Deuil témoigne d'une bien longue existence et a l'avantage de posséder une histoire continue de 14 siècles, chose assez rare.

La découverte de vestiges datant de l’époque gallo-romaine (voies, monnaies) atteste de l’ancienneté du site. Il semble que le nom de Deuil dérive du celte et sa forme ancienne : "Diogilo" qui signifie lieu bas, évoque une clairière avec des sources et des étangs.


A l’origine de la création du village et de son église : la légende de Saint-Eugène.

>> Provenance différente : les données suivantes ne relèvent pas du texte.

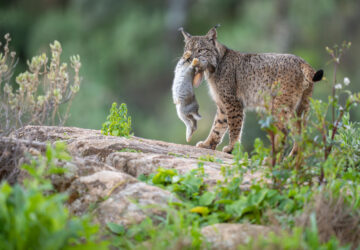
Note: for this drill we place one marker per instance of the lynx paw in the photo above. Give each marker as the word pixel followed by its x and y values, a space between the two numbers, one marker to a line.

Le récit remonte à l’époque mérovingienne. Il a sans doute été rédigé au IXème siècle par les moines de l’abbaye de Saint-Denis. Le seigneur Ercolde, possesseur de la villa Diogilo fut miraculeusement averti dans son sommeil que Saint-Eugène, archevêque de Tolède, compagnon de Saint-Denis avait été martyrisé à Deuil par les armées romaines et que son corps avait été jeté dans le lac Marchais.
Ercolde fit fouiller le lac païen et y découvrit un corps intact. Il le plaça alors dans un lourd sarcophage et pour connaître le lieu où le saint voulait qu’on lui élève une église et son tombeau, la cuve fut hissée sur un chariot attelé de boeufs, animaux sacrés dont les actions étaient, dans certaines circonstances, dictées par les dieux. Ils prirent la voie antique, s’arrêtèrent dans le camp d’Ercolde et refusèrent d’aller plus loin. Le maître fit construire un édifice religieux à l’emplacement actuel du choeur de l’église, qui devint rapidement un centre de pèlerinage. Autour se développa un bourg. De cette époque date aussi l’implantation d’un vignoble qui devait être une importante ressource durant des siècles.